Brad Marceniuk-Saskatchewan Agriculture and Food

The Canadian dollar has increased significantly against the U.S. dollar since the beginning of April. Over the last two months the Canadian dollar has increased by about eight cents, which is over a nine percent increase.

We've seen some strong economic growth in Canada and increased inflation in Canada which has basically got the market thinking that the Bank of Canada will increase interest rates in July.

CIBC World Markets has even predicted that the Canadian dollar could hit parity with the U.S. dollar by then end of 2007.

With Canadian hog prices based from U.S. hog prices adjusted for the exchange rate a strengthening Canadian dollar has a direct negative effect on Canadian hog prices.

Without including any market changes today the direct loss in Canadian dollars in revenues over the last two months is estimated to be about 12 to 14 dollars per 100 kilograms which is equivalent to about 11 to 13 dollars per slaughter weight hog.

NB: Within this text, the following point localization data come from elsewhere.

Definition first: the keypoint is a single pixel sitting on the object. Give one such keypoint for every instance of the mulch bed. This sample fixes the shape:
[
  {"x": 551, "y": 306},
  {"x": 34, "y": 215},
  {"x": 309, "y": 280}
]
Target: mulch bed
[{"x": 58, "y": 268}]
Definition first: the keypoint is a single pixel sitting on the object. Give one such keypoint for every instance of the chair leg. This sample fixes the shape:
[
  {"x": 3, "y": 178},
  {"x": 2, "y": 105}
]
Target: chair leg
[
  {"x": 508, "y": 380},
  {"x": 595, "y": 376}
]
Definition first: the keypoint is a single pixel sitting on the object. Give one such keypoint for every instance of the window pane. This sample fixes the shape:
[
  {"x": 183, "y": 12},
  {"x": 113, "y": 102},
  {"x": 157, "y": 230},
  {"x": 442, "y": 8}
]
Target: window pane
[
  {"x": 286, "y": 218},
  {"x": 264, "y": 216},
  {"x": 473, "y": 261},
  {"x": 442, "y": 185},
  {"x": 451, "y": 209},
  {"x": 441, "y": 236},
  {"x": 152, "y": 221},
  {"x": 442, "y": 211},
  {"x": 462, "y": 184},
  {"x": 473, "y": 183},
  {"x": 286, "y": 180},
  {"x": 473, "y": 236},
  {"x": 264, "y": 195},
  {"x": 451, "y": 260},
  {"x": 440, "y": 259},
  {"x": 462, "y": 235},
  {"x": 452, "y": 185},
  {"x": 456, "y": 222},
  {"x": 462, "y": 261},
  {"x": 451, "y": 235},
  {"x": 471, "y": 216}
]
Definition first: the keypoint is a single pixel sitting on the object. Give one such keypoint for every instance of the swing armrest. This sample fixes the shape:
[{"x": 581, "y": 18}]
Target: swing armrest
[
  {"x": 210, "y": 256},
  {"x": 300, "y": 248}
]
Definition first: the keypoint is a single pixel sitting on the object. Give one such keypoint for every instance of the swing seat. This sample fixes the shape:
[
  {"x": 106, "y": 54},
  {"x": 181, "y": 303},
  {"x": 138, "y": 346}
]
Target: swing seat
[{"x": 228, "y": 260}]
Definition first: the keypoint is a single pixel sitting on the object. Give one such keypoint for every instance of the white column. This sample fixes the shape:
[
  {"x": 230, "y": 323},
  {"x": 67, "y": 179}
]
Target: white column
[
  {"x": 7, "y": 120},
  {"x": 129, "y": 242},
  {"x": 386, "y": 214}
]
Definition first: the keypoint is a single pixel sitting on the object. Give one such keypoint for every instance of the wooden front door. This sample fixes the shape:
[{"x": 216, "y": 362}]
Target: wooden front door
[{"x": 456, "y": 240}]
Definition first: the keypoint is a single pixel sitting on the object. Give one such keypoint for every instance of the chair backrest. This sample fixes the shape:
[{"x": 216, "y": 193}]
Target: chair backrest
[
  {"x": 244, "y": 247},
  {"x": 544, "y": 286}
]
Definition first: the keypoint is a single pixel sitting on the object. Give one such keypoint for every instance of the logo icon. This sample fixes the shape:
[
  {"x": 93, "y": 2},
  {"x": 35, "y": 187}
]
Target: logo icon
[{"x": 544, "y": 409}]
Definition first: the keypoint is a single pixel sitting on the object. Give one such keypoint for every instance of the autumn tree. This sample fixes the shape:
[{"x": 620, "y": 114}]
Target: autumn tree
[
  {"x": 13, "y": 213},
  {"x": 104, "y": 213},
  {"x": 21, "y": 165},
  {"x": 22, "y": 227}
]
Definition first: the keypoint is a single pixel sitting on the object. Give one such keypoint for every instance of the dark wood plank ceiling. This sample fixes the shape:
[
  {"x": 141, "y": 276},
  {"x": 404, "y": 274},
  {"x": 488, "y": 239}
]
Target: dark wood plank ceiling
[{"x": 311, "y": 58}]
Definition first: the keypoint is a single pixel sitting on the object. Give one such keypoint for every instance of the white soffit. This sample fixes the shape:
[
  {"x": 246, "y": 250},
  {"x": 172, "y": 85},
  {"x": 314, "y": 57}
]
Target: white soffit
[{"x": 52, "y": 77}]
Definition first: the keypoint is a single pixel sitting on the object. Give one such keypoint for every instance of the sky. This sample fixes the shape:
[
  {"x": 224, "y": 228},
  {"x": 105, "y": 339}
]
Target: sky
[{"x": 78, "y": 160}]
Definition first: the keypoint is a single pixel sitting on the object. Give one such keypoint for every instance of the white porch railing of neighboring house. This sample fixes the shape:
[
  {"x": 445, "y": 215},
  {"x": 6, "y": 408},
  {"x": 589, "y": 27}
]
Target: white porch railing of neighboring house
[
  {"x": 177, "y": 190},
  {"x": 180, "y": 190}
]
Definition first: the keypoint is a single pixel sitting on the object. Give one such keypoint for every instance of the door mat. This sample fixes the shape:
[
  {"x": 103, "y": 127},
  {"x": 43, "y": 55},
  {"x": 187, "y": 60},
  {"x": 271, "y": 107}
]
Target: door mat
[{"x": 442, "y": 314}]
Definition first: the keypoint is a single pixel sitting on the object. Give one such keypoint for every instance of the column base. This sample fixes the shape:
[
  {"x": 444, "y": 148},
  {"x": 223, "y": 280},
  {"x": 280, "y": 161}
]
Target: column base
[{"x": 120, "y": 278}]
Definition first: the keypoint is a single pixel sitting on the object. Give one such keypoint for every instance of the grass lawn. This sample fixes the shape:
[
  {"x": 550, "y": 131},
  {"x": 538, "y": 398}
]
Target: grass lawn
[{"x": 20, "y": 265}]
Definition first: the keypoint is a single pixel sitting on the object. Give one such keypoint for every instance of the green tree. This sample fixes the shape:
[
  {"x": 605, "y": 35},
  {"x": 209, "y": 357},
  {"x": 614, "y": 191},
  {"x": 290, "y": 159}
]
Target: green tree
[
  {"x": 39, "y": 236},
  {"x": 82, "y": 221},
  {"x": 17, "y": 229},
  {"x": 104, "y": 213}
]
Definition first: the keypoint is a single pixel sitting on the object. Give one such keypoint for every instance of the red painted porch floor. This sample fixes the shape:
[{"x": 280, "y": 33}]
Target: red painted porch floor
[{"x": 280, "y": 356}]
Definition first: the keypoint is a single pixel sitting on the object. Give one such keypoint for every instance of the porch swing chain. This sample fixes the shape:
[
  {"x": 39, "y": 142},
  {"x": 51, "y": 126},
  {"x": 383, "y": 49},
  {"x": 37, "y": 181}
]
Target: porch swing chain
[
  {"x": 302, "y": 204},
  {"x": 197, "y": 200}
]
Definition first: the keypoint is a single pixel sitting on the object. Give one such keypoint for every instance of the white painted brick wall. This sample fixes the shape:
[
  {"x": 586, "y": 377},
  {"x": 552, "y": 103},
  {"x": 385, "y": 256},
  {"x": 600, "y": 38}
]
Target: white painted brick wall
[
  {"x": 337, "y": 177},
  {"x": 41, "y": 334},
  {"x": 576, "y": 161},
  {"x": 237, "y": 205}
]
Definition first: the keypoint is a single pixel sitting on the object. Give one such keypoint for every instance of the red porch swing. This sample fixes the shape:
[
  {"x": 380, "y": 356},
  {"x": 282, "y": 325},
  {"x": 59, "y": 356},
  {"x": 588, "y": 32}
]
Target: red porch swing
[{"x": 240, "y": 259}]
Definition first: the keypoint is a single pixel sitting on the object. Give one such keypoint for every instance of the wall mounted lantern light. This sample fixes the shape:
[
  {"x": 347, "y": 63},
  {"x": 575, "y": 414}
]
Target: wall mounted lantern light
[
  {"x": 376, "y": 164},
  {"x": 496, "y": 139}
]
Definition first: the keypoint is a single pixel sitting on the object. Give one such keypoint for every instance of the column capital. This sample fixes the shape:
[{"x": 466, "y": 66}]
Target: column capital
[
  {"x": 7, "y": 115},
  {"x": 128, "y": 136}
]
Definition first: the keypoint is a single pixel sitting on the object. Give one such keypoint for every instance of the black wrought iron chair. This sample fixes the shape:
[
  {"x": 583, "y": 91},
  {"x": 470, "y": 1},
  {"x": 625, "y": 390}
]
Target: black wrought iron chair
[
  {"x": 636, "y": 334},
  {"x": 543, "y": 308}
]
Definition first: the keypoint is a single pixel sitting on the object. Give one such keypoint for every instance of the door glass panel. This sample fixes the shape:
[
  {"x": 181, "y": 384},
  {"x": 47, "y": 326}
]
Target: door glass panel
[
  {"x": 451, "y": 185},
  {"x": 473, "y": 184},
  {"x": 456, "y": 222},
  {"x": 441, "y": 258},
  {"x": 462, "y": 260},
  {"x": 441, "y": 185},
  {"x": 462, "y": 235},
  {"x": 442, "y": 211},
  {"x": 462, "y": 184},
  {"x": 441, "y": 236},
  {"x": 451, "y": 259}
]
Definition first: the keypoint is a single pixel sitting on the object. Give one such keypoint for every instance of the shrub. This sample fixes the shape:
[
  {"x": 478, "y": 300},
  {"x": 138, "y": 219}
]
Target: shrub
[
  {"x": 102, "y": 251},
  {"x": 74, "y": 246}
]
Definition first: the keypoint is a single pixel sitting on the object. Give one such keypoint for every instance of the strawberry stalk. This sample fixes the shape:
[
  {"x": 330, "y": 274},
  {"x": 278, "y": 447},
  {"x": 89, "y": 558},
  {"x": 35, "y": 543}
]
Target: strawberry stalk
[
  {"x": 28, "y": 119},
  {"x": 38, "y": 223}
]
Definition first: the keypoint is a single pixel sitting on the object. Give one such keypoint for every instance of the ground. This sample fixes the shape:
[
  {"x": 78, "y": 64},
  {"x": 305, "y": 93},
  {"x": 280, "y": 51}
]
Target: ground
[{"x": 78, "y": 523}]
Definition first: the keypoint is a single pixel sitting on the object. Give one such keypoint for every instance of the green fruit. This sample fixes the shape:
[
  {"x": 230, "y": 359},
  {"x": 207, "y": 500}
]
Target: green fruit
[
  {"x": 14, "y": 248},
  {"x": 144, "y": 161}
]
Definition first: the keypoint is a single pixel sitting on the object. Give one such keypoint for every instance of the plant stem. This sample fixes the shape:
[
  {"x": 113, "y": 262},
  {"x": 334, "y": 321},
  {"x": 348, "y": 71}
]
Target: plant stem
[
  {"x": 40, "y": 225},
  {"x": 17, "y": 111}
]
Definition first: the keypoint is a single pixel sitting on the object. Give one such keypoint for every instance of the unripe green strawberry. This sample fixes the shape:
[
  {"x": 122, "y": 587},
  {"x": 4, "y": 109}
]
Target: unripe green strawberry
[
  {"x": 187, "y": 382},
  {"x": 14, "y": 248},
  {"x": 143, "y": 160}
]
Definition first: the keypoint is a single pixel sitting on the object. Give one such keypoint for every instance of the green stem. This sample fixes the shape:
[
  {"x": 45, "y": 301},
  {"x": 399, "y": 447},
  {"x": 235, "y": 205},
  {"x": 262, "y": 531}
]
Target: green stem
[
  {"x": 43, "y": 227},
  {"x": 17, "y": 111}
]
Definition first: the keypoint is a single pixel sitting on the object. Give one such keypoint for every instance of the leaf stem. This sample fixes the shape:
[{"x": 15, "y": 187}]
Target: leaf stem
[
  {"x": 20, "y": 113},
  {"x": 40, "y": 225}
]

While some of the inputs that Canadian producers will look at will actually be reduced because of the stronger Canadian dollar, there won't be enough of a reduction to offset the loss in revenue that Canadian producers will not receive because of the strengthening Canadian dollar.


Marceniuk adds feed costs over the last month or two have been relatively stable.

He notes increased corn acreage numbers this spring have tamed prices to some extent however, he adds, year over year we've seen a large increase in feed prices in Canada and the U.S.